193. Now, what can we expect in the future of the man or boy who conceives his subjects, or is liable to conceive them, after this sort? There is clearly something in his head which we cannot at all make out; a ditch must be to him the Rubicon, the Euphrates, the Red Sea,-Heaven only knows what! a wooden bridge must be Rialto in embryo. This unattended King and Queen must mean the pre-eminence of uncounselled royalty, or what not; in a word, there’s no saying, and no criticizing him; and the less, because his gift of colour and his enjoyment of all visible things around him are so intense, so instinctive, and so constant, that he is never to be thought of as a responsible person, but only as a kind of magic mirror which flashes back instantly whatever it see beautifully arranged, but yet will flash back commonplace things often as faithfully as others.

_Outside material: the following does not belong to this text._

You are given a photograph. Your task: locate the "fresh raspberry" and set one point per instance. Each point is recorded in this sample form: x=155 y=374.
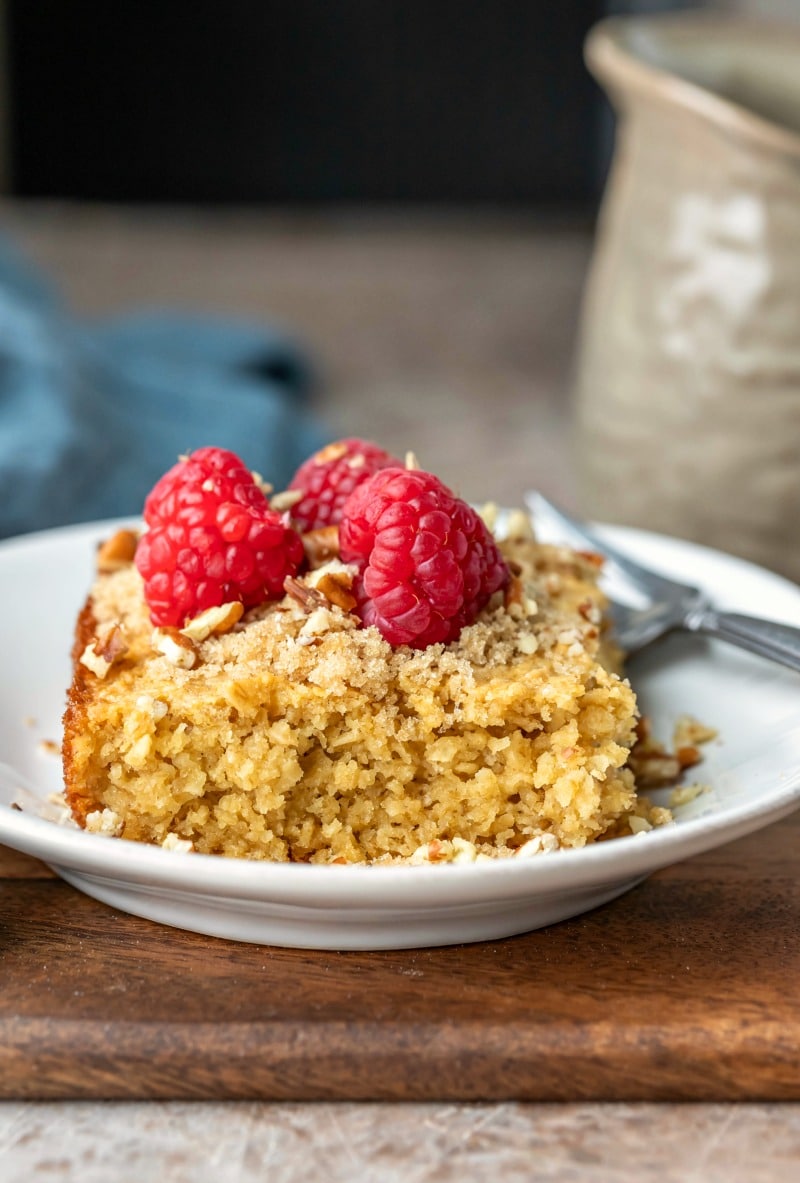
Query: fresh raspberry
x=328 y=478
x=212 y=538
x=427 y=564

194. I was especially struck with this character of his, as opposed to the grave and balanced design of Luini, when after working six months with Carpaccio, I went back to the St. Stephen at Milan, in the Monastero Maggiore.1 In
1 [San Maurizio, or Monastero Maggiore, where Ruskin had spent many weeks in the study of Luini in 1862: see Vol. XIX. p. lxxiii. The figure in the fresco (in the third chapel) which Ruskin identifies as St. Stephen (below, § 198) is generally called St. Laurence.]